I love the way those boats look and their simplicity but still have some creature comforts. I too have a Gheenoe right now that will hopefully hold me over until next year. Enjoy!


----------



## Chasewiese (Jul 18, 2020)

Bertrand said:


> Welcome and I Just sold my 2020 Micro. Best Little skiff i have ever been on. Eats up chop for a little skiff and poled effortlessly. Sad to see her go, just needed a little more room.


Was yours the white one? If so man I tried getting that sold for you by 3 of my friends, none would commit.


----------



## Chasewiese (Jul 18, 2020)

STR said:


> I love the way those boats look and their simplicity but still have some creature comforts. I too have a Gheenoe right now that will hopefully hold me over until next year. Enjoy!


There are plenty of days I miss my LT10 but I do love this too, such q difficult decision haha.


----------



## EFraz (Oct 18, 2021)

Welcome, awesome setup!


----------



## SS06 (Apr 6, 2021)

Current BT Micro owner here, love this skiff. I'm in south Brevard County.


----------



## Vpdiaz (Jul 14, 2021)

Very nice skiff.


----------



## Bertrand (Jan 18, 2014)

Chasewiese said:


> Was yours the white one? If so man I tried getting that sold for you by 3 of my friends, none would commit.











This was the Lil Jenny


----------



## Samwheeler69 (Dec 13, 2018)

ill go ahead and say it, go head and take the trolling motor off, nothing good comes from them when fly fishing


----------



## loganlogan (May 8, 2020)

SS06 said:


> Current BT Micro owner here, love this skiff. I'm in south Brevard County.


I assume you run that boat in the irl? Do you have to pick your days, since we get whitecaps fairly often up in the North end of the irl?


----------



## Silent Drifter (Apr 29, 2021)

Thats a nice red looks healthy 👍 my Father-in-law caught several nice reds last week including one jaguar red 😁👍


----------



## SS06 (Apr 6, 2021)

I have not had it out on a day that I encountered whitcaps. Have run back to the ramp a few times in a moderate chop and I'm impressed with its capability and how dry it is.


----------



## loganlogan (May 8, 2020)

SS06 said:


> I have not had it out on a day that I encountered whitcaps. Have run back to the ramp a few times in a moderate chop and I'm impressed with its capability and how dry it is.


That's always been my ultimate question on these kinds of boats. What if a summer storm whips up and you ventured out too far from the ramp. Thanks for the response.


----------



## STR (Oct 22, 2021)

loganlogan said:


> That's always been my ultimate question on these kinds of boats. What if a summer storm whips up and you ventured out too far from the ramp.

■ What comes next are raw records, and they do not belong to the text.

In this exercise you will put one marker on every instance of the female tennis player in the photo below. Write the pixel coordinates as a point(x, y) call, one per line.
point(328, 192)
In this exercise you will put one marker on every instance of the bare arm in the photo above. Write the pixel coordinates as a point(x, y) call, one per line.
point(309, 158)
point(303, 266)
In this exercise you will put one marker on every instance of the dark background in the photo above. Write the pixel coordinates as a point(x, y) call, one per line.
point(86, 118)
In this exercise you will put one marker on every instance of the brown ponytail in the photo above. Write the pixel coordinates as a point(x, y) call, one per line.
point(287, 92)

Thanks for the response.


Storms should be a concern for anyone running a skiff of any size because you really never know how bad it’s actually going to get. I personally would seek shoreline shelter if it’s not behind me and I can’t out run it. Been caught in boats bigger than the biggest skiff in the bay in storms that made us wish we’d stayed put until it blew over. Weather is certainly a real concern when running these micro skiffs.


----------



## IHDCJK3 (Aug 5, 2021)

Welcome


----------



## Chasewiese (Jul 18, 2020)

loganlogan said:


> I assume you run that boat in the irl? Do you have to pick your days, since we get whitecaps fairly often up in the North end of the irl?

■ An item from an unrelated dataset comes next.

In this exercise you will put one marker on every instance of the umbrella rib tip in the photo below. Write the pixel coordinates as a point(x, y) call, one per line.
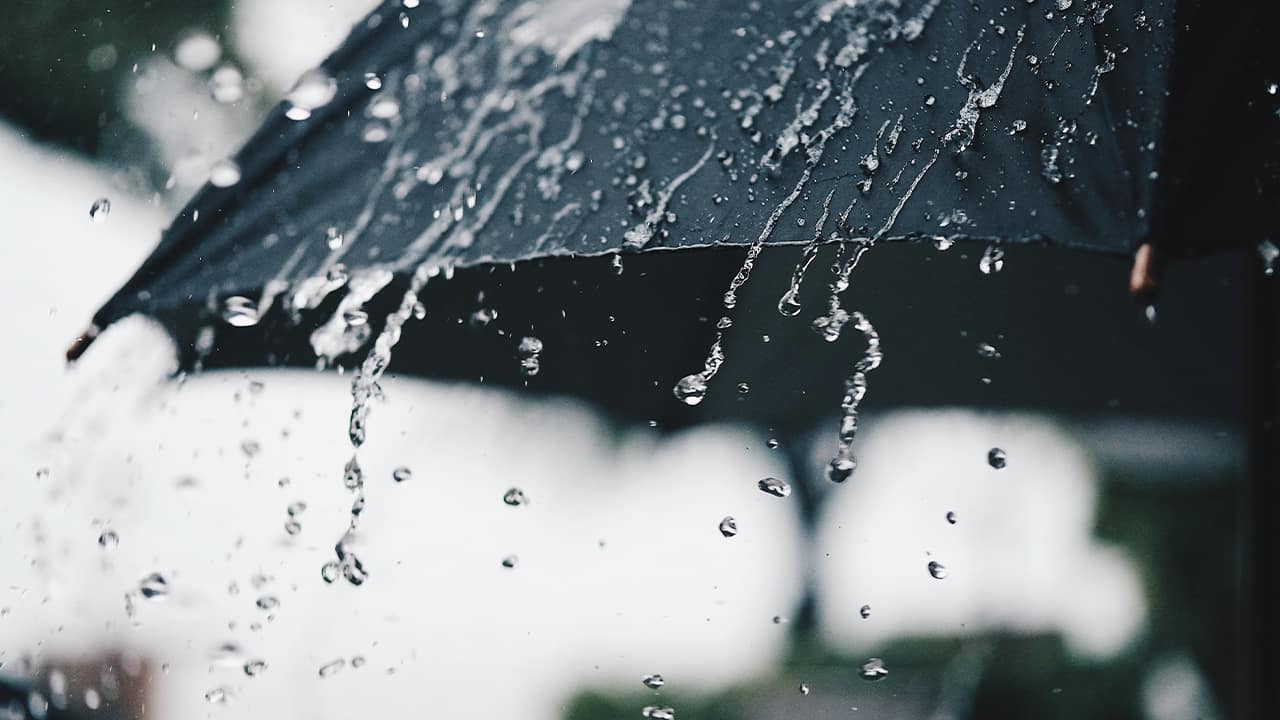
point(81, 343)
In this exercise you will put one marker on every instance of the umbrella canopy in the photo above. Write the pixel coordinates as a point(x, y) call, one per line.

I dont worry too much about the storms, don't mistake that for ignoring them but If one comes ill usually get close to shoreline qnd hang out till it passes then continue to fish. But it also handles some pretty decent white caps, one time I was cruising 25 in some heavy white caps and no issues, my fiance was gonna kill me if I didn't get back to the ramp, we were not prepared for rain lol.


----------



## loganlogan (May 8, 2020)

Chasewiese said:


> I dont worry too much about the storms, don't mistake that for ignoring them but If one comes ill usually get close to shoreline qnd hang out till it passes then continue to fish. But it also handles some pretty decent white caps, one time I was cruising 25 in some heavy white caps and no issues, my fiance was gonna kill me if I didn't get back to the ramp, we were not prepared for rain lol.

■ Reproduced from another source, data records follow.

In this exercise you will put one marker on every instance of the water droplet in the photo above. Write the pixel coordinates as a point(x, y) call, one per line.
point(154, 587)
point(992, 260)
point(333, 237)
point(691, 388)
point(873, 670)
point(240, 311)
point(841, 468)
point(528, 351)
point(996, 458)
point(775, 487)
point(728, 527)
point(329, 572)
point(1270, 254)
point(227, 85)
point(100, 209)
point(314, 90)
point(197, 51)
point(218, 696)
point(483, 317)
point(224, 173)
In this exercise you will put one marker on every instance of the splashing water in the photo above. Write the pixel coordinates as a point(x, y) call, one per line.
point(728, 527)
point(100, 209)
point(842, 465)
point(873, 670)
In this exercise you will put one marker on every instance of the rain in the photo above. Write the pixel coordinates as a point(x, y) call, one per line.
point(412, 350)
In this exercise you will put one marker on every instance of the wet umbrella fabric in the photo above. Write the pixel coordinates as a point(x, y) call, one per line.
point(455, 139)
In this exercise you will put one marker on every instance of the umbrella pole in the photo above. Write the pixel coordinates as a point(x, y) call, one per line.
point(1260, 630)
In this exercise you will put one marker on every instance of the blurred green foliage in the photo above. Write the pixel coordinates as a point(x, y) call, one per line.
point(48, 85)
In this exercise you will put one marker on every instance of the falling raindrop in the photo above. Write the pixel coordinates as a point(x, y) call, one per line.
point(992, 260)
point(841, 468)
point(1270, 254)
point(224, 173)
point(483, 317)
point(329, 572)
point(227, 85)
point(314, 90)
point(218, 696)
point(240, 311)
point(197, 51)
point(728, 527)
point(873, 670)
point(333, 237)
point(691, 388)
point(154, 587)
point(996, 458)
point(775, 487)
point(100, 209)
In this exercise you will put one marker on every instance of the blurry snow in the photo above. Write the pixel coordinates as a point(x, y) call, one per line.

Right now I'm in a little kayak and have to really plan my days in around wind and rain. 25 in white caps is very reasonable. Do you have a Bimini top now? Lol


----------



## Chasewiese (Jul 18, 2020)

loganlogan said:


> Right now I'm in a little kayak and have to really plan my days in around wind and rain. 25 in white caps is very reasonable. Do you have a Bimini top now? Lol


Sorry never noticed this, yea I understand I used to kayak fish a lot! And no I do not have a Bimini, I thought about building one for it but just haven't gotten around to it yet.


----------



## rdf0004 (May 23, 2018)

Nice skiff!


----------